Un éditorial du journal mexicain La Jornada souligne que lorsque nous sommes arrivés au point où le conseil d'administration d'une société transnationale menace directement des millions de personnes et met un État dans le dilemme entre percevoir des impôts ou faire face à une explosion de mécontentement social, il est clair que le modèle néolibéral est devenu en tout point indéfendable, et qu'entreprendre son démantèlement est une question de survie pour les grandes majorités.

 

Le néolibéralisme prend aussi l'eau dans le sud. La déclaration de l'état d'urgence au Chili et en Équateur est le meilleur exemple de l'échec des soi-disant démocraties libérales.
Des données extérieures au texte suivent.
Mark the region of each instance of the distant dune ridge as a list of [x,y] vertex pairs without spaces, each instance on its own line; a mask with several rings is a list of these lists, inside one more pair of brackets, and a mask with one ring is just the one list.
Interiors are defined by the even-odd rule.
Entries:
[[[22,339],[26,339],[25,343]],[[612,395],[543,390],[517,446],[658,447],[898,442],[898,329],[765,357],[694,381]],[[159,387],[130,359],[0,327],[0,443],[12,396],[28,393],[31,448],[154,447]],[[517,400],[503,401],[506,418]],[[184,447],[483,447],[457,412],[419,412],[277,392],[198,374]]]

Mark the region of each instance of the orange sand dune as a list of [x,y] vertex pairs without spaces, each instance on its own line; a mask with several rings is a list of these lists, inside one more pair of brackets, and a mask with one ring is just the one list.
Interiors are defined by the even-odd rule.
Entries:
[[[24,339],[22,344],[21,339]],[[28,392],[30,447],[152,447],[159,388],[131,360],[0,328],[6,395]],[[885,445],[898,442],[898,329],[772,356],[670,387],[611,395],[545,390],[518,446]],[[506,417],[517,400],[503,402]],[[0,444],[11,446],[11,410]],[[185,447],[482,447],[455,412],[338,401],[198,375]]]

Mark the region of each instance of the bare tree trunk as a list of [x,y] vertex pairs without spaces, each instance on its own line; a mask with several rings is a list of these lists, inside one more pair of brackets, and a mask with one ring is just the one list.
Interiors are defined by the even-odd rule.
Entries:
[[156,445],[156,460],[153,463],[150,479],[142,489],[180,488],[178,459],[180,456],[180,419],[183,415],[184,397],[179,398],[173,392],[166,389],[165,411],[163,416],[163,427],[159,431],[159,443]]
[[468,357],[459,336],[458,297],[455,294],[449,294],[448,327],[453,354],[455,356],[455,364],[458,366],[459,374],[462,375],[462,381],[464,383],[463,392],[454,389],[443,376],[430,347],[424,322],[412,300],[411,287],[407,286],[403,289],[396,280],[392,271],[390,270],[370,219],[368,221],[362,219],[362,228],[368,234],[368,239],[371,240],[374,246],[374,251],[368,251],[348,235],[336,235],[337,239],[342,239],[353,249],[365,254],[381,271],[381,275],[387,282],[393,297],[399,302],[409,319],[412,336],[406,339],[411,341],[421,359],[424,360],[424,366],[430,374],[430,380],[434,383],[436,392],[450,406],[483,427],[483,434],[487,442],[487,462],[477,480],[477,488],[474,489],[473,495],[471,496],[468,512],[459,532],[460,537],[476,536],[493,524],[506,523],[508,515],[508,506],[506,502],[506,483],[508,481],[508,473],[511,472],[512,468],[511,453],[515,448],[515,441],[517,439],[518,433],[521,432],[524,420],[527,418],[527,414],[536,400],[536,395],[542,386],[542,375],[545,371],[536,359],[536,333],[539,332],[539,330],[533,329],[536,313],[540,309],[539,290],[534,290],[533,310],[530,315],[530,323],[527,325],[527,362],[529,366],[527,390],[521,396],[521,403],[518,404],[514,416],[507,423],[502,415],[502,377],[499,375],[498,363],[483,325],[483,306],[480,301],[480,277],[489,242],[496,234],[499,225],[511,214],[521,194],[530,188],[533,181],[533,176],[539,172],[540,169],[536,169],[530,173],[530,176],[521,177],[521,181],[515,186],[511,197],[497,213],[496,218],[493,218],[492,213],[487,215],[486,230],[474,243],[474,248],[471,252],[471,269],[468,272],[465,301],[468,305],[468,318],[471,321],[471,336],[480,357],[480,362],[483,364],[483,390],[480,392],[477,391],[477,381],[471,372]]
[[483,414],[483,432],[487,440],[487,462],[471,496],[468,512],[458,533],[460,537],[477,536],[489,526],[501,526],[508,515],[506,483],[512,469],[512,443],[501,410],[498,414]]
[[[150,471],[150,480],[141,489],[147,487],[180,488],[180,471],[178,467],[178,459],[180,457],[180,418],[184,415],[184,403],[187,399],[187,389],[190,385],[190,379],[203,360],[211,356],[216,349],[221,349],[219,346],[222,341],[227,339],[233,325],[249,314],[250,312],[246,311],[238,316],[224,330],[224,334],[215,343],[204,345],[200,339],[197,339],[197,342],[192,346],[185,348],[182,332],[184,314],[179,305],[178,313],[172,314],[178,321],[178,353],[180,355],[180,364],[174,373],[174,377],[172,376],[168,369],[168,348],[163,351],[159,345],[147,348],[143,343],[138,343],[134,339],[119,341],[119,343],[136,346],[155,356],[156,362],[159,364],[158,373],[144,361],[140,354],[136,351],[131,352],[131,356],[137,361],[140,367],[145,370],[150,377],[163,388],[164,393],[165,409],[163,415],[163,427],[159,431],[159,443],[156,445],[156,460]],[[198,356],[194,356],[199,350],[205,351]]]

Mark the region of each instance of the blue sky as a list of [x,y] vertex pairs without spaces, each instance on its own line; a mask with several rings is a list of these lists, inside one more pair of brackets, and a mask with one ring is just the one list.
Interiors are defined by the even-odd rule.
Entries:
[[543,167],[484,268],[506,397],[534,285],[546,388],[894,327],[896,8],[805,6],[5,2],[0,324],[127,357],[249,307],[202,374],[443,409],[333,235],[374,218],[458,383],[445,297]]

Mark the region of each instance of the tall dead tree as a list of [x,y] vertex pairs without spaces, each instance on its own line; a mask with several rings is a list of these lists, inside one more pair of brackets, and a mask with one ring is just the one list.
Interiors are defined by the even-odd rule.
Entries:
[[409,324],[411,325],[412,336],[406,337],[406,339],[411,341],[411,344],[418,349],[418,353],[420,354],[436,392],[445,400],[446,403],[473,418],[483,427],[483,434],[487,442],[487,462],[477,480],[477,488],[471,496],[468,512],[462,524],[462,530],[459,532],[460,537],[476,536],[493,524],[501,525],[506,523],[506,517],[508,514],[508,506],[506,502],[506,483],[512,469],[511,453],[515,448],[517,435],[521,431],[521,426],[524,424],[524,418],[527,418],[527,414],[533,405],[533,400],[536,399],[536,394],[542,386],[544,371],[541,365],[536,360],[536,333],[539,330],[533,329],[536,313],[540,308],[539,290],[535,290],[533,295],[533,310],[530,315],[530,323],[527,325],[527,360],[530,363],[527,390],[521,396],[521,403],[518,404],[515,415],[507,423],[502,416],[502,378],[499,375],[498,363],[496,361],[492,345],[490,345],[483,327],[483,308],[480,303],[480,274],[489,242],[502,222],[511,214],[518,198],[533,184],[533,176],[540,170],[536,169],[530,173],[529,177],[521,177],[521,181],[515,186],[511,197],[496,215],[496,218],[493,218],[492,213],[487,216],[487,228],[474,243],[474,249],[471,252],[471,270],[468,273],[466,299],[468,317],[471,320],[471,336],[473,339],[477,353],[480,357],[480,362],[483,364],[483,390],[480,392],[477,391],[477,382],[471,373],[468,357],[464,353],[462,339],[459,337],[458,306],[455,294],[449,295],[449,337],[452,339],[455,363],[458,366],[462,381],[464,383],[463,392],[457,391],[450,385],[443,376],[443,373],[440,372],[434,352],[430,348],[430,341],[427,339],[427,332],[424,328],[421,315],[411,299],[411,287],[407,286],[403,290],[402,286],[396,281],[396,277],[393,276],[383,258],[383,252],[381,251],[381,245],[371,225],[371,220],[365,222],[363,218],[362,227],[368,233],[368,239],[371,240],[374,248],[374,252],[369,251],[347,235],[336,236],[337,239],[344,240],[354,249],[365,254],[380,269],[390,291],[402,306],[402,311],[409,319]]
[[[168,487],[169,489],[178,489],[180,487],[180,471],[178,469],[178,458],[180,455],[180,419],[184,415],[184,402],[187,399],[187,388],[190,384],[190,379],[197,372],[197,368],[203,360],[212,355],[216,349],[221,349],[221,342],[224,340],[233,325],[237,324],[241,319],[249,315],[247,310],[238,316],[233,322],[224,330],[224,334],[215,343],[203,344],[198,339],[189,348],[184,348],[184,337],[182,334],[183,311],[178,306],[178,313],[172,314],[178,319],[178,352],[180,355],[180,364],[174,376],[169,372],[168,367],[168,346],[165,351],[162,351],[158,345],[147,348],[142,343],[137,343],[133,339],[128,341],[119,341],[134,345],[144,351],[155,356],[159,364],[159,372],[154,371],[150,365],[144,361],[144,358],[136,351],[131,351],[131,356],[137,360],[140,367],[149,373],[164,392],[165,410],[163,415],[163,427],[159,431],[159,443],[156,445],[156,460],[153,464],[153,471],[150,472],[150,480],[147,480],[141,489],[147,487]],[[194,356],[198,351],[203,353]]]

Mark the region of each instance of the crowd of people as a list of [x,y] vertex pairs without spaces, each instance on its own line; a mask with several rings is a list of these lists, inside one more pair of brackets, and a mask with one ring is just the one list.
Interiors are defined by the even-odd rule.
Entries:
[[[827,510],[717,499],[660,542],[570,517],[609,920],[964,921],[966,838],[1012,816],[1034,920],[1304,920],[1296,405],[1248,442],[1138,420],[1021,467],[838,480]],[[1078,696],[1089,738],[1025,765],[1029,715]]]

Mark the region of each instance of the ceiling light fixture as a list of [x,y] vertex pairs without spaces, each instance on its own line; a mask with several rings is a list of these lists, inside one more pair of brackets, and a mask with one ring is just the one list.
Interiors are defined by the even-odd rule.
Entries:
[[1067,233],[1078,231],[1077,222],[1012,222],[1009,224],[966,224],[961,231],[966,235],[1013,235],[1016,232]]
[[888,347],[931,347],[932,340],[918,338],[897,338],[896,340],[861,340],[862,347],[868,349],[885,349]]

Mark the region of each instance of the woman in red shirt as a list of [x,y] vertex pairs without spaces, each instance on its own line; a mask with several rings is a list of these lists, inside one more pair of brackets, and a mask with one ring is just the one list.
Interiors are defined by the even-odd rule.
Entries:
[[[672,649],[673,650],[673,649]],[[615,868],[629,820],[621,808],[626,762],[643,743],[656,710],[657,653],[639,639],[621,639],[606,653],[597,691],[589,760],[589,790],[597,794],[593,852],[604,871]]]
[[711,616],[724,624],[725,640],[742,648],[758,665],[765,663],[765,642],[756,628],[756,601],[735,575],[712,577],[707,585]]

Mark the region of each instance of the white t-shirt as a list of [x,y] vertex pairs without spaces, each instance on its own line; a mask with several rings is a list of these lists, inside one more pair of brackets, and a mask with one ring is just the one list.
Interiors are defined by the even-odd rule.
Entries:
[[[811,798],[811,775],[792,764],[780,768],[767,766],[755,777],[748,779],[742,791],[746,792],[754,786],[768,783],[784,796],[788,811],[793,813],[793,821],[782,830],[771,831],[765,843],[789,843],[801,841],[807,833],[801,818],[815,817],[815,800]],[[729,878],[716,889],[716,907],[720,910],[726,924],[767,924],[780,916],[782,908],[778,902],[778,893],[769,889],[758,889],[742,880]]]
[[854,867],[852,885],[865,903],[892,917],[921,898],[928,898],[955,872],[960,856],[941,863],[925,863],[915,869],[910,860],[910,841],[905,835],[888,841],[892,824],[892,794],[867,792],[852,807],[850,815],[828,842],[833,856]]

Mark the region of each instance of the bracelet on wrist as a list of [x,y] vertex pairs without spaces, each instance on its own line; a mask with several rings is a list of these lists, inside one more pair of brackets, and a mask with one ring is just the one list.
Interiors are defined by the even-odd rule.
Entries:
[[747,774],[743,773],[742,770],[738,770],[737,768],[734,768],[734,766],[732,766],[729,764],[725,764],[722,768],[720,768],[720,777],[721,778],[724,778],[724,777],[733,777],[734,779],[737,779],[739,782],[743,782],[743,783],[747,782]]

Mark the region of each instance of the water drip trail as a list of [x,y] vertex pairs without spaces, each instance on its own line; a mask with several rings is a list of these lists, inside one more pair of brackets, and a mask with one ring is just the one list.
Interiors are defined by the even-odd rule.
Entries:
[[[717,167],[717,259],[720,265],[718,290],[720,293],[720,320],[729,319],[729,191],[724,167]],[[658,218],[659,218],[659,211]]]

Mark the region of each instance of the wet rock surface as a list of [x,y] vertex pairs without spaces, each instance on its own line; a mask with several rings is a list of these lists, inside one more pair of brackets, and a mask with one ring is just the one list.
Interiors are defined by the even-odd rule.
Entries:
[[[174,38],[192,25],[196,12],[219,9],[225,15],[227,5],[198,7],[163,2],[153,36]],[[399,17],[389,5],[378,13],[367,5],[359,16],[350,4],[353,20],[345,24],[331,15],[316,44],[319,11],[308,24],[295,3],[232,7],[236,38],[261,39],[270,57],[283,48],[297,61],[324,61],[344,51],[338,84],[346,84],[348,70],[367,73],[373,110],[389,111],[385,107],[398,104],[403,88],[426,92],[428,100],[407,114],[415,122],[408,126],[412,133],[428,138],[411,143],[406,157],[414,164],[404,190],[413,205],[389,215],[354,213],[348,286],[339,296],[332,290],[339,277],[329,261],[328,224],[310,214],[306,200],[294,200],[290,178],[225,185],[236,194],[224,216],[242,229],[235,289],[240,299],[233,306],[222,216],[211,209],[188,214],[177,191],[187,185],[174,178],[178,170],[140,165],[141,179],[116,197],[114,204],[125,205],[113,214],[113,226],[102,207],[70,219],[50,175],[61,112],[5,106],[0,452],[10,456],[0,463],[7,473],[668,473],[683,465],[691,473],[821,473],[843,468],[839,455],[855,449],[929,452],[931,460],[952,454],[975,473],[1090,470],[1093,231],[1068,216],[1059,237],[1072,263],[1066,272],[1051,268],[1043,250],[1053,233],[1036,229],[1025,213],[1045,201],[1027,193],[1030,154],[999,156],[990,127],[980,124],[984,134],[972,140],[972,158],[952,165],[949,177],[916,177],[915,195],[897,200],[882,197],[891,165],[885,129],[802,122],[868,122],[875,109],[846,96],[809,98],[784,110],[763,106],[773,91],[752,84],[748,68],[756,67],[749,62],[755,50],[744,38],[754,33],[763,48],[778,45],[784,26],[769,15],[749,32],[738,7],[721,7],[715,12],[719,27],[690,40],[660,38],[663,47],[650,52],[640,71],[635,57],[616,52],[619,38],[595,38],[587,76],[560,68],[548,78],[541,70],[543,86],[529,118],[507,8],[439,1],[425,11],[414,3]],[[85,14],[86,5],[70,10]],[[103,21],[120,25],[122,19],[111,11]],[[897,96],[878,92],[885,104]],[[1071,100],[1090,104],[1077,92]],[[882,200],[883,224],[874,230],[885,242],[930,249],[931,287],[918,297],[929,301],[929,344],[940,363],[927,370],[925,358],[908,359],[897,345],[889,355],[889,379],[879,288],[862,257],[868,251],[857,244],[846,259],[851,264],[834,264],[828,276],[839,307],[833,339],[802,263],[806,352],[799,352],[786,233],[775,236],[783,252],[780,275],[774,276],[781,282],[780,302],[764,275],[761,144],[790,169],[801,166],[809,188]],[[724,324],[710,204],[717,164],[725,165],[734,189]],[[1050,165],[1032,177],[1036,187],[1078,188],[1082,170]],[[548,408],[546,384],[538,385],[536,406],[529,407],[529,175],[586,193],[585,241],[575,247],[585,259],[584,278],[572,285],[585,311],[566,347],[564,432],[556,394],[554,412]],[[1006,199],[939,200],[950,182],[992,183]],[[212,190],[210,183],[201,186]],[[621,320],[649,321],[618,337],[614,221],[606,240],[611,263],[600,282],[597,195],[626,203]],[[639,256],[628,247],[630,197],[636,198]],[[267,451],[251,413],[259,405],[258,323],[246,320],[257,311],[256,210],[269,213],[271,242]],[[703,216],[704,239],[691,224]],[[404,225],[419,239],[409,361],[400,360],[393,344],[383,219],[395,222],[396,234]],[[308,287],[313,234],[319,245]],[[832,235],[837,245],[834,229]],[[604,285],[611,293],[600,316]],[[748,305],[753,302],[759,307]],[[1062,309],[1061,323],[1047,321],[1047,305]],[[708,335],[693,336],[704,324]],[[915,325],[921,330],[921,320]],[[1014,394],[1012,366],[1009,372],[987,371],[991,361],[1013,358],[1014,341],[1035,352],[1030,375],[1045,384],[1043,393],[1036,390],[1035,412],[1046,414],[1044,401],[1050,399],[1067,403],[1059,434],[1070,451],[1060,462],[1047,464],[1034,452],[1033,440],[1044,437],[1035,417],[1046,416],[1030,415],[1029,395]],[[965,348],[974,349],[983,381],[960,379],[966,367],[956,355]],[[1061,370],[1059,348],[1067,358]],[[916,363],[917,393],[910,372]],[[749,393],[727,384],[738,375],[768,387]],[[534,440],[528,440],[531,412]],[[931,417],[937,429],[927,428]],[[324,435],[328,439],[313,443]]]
En Équateur, elle intervient après que les "Pandora's Papers" ont révélé que le président Guillermo Lasso possède des comptes cachés dans des paradis fiscaux et qu'il protège des militaires et des policiers contre des poursuites pour leurs actes.

 

Au Chili, le président Sebastián Piñera envoie des soldats, des chars et des hélicoptères de combat en territoire mapuche pour mettre fin à la récupération des terres par le mouvement. Cela se passe alors que la Convention constituante est en session pour rédiger un texte qui remplacera la charte héritée du régime Pinochet.

 

Les choses qui sont réglées au milieu de la nuit ont tendance à être antidémocratiques. Les décisions qui affectent les communautés sont le produit de pactes ou d'impositions. Si l'accord est large, nous disons que c'est un arrangement démocratique. En revanche, lorsque la décision est prise par un petit nombre qui peut l'imposer, on parle d'autocratie, de dictature, de tyrannie ou de ploutocratie.

 

Les ploutocraties établissent la domination de la classe la plus riche d'un pays. Le capitalisme est-il donc un système essentiellement ploutocratique ? Si le capitalisme et la démocratie sont considérés comme une seule et même chose, la vie ne sera tout simplement pas digne (ou possible) pour de vastes secteurs et l'"insécurité sociale" sera la note clé de la coexistence : la rue, le déchaînement social semble être la seule réponse du grand nombre.

 

Le monde est en crise. Ou plutôt, c'est le modèle capitaliste du monde qui est en crise. Malgré ses politiques distrayantes telles que la mal nommée "révolution verte", une échappatoire pour la reconversion d'un système capitaliste stagnant et la propriété ultra-concentrée pour continuer comme modèle dominant, avec les menaces environnementales, climatiques et de guerre nucléaire mettant en danger l'existence de l'humanité.

 

Une chose est sûre : nos sociétés d'Amérique latine et des Caraïbes ne seront plus les mêmes qu'avant la pandémie.  Et nous devrons alors "inventer" un mode de pensée adapté à la nouvelle réalité sociale. Il y aura des millions de chômeurs en plus, beaucoup plus de faim, parallèlement à une dette extérieure impayable et odieuse et aux politiques d'ajustement exigées par le Fonds monétaire international et la Banque mondiale.

 

L'un des principaux défis de la pensée critique latino-américaine est de critiquer les discours de légitimation de l'ordre colonial et la vision de l'"autre" inférieur, c'est-à-dire d'analyser la décolonialité du savoir et la nécessité d'un savoir situé, c'est-à-dire la géopolitique du savoir.

 

Comme le dit le gaucho Martín Fierro - un poème considéré comme exemplaire du genre gaucho, écrit par le poète argentin José Hernández en 1872 - : Venez, saints miraculeux, venez à mon aide, car ma langue s'empâte et mon esprit est troublé.